In early 2012, Embraer missed earnings expectations in reporting first-quarter profit of 35 cents per ADS, and said that its order backlog had slipped to $14.7 billion, the lowest level since 2006, from the prior quarter's $15.4 billion. Despite that, the company emerged as number three in the regional jet market beating near-term turbulence and gaining long-term opportunity.
The same year, Embraer won a much-coveted border surveillance contract from the Brazilian army, formed a joint venture to manage satellite construction projects and simultaneously posted a 24% increase in annual revenues, topping $1 billion in defence and security sales for the first time in the company's history.
Embraers most noted wins abroad include the USAFs Light Air Support (LAS) contract worth $427 million in which Embraer and partner Sierra Nevada will jointly deliver 20 A-29 Super Tucano aircraft to be used by Afghan forces.
Earlier this year, Honeywell and Embraer signed an agreement worth $2.8 billion over its lifetime to provide Honeywell's Primus Epic as the integrated avionics system for Embraer's new second generation of the E-Jet aircraft family. The second generation of Embraer E-Jets equipped with Honeywell's Primus Epic is planned to enter service in 2018, with the program expected to launch later this year.
In February, Embraer S.A. and AgustaWestland, announced an MoU aimed at establishing a JV for Brazilian AW helicopter production, which will be marketed in Brazil and Latin America for commercial and military purposes.
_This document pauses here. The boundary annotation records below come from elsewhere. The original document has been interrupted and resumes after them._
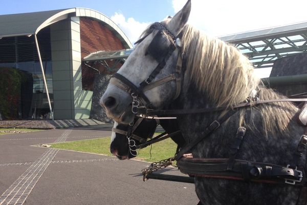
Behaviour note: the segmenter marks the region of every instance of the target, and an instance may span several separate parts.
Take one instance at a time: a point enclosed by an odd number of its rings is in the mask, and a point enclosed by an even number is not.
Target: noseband
[[[116,133],[118,133],[126,136],[128,139],[128,146],[129,146],[129,151],[130,152],[130,154],[134,156],[137,155],[137,154],[133,153],[133,152],[136,152],[137,149],[135,139],[139,141],[140,143],[144,143],[147,141],[147,139],[140,137],[134,134],[134,131],[140,125],[144,119],[145,118],[143,117],[140,117],[136,122],[136,123],[134,124],[133,125],[129,125],[128,130],[126,131],[120,130],[118,128],[112,128],[112,132],[114,132]]]
[[[151,55],[159,63],[155,70],[145,80],[140,84],[139,87],[135,85],[125,77],[117,73],[113,74],[110,79],[110,83],[131,95],[133,99],[131,111],[134,114],[138,113],[139,107],[140,107],[141,105],[145,108],[152,109],[155,108],[151,102],[144,93],[146,91],[171,80],[176,80],[176,81],[177,90],[174,99],[178,97],[181,91],[181,67],[182,64],[181,47],[182,45],[180,39],[178,37],[176,37],[164,25],[160,23],[156,22],[153,24],[150,29],[152,29],[153,30],[158,30],[158,33],[149,44],[147,52],[147,53]],[[136,44],[141,42],[149,34],[140,38],[136,42]],[[170,38],[172,41],[171,41],[168,47],[162,47],[160,50],[159,49],[156,49],[155,47],[161,38],[162,39],[166,38],[169,41],[170,41],[169,40]],[[156,78],[161,70],[165,66],[168,58],[177,48],[180,49],[180,52],[179,52],[180,54],[178,55],[175,73],[152,83],[152,80]]]

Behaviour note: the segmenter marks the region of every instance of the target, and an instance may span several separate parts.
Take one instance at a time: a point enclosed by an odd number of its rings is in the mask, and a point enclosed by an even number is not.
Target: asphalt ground
[[[194,184],[143,181],[149,163],[34,145],[111,135],[111,126],[0,136],[0,204],[196,204]],[[175,168],[163,171],[182,175]]]

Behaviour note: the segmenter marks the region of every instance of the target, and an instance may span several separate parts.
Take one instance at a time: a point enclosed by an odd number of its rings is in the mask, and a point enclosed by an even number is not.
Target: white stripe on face
[[[114,121],[114,125],[113,126],[113,128],[116,128],[118,126],[118,123],[116,121]],[[116,133],[115,132],[112,131],[112,134],[111,134],[111,143],[114,140],[116,137]]]

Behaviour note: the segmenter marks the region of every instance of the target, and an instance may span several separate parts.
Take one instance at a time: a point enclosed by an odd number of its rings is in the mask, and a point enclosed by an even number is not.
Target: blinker
[[[148,46],[147,52],[158,62],[161,62],[168,53],[169,43],[166,35],[158,32]]]
[[[182,43],[181,42],[181,39],[180,39],[180,38],[176,38],[176,45],[177,45],[177,46],[179,47],[182,47]]]

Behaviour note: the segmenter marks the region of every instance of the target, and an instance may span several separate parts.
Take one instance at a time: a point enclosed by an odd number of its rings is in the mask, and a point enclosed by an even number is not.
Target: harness
[[[177,42],[180,42],[179,38],[176,38],[161,23],[154,24],[151,28],[158,30],[158,32],[154,37],[147,49],[147,53],[159,63],[154,71],[146,79],[140,84],[139,87],[137,87],[128,79],[118,73],[113,75],[110,80],[111,83],[131,94],[133,98],[132,112],[135,114],[141,113],[145,116],[152,116],[167,114],[190,114],[227,110],[228,111],[218,120],[214,120],[203,133],[201,133],[200,136],[192,142],[185,146],[173,157],[162,160],[159,162],[152,163],[148,168],[143,170],[144,180],[147,179],[148,176],[152,172],[159,169],[163,169],[171,165],[174,160],[177,160],[177,165],[181,171],[192,176],[261,183],[289,184],[302,187],[297,204],[305,204],[307,201],[307,192],[306,191],[307,179],[305,175],[307,173],[307,168],[306,167],[307,161],[303,165],[298,164],[298,162],[307,147],[307,131],[301,136],[297,148],[294,151],[292,163],[285,166],[236,159],[236,156],[239,150],[240,146],[243,141],[246,130],[246,128],[243,127],[238,129],[235,139],[229,151],[228,158],[189,158],[182,157],[182,156],[185,153],[189,152],[192,148],[204,138],[210,136],[214,130],[218,129],[224,121],[233,115],[240,108],[273,102],[306,101],[307,98],[280,99],[261,101],[251,100],[234,106],[230,110],[228,108],[201,108],[185,110],[155,110],[155,108],[150,100],[144,94],[145,91],[169,81],[176,80],[177,91],[174,99],[176,99],[180,93],[182,78],[181,72],[182,66],[182,57],[181,54],[178,56],[175,73],[155,82],[151,83],[151,81],[165,66],[173,52],[177,48],[181,49],[180,47],[182,45],[181,43],[177,43]],[[166,35],[163,35],[165,33],[166,33]],[[143,40],[146,36],[147,35],[141,38],[137,43]],[[158,42],[160,42],[161,38],[167,38],[167,36],[170,37],[172,40],[168,47],[162,48],[157,50],[154,49],[155,48],[154,46],[156,46]],[[140,101],[143,106],[140,106]],[[306,117],[303,117],[303,120],[300,120],[301,124],[304,126],[306,126],[307,124],[307,112],[304,112],[304,114],[302,114],[302,113],[303,112],[302,111],[306,110],[307,104],[305,103],[300,114],[300,116]],[[306,158],[307,158],[307,157]]]
[[[158,30],[158,32],[152,39],[147,50],[147,53],[151,56],[158,63],[158,66],[157,66],[151,73],[140,84],[138,87],[135,85],[129,79],[119,73],[115,73],[110,79],[111,84],[115,85],[131,95],[133,98],[131,112],[134,114],[138,113],[138,109],[141,104],[143,105],[143,108],[146,108],[146,109],[155,108],[150,100],[144,93],[145,91],[171,80],[176,80],[176,93],[173,96],[174,99],[178,97],[181,90],[181,67],[182,65],[182,56],[181,55],[178,55],[176,70],[174,73],[169,74],[161,79],[152,82],[154,79],[156,78],[157,75],[164,67],[166,64],[166,62],[171,56],[173,52],[176,49],[181,50],[182,44],[180,38],[176,37],[164,26],[160,23],[156,22],[153,24],[149,29],[152,30]],[[136,44],[141,42],[149,34],[140,39],[136,42]],[[171,41],[170,39],[171,39]],[[165,46],[165,44],[164,44],[163,45],[163,46],[161,46],[157,48],[156,46],[160,45],[158,43],[161,41],[164,42],[169,42],[169,45],[168,47],[166,47]],[[181,53],[181,52],[179,52],[179,53]]]

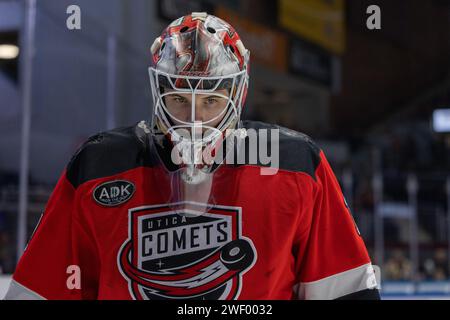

Frederico Fleury Curado, Embraer President and CEO, called this an important step for business expansion, adding that, “The merging of skills and competencies by the two entities will be a great value-add for customers in the region."
Embraer is now focused on executing on the SISFRON programme. It has only received the phase-one award, but the overall programme is valued at $4 billion during the next decade. The system is going to create a network of border surveillance stations, with ground-based radars, UAV sensors and command and control systems networked together to identify and catch smugglers crossing the open border, according to reports.
By 2020, the company expects the KC-390 and light attack aircraft to account for 43% of the defence company's overall revenues with the fighter modernisation programmes and the P-99 and R-99 production lines to be gone.
Meanwhile, revenues generated by several new business product lines, featuring Embraer as a border surveillance integrator, satellite construction manager, unmanned aerial vehicle maker and possibly even a shipbuilder, will contribute 42% of sales by the same point, according to its projections.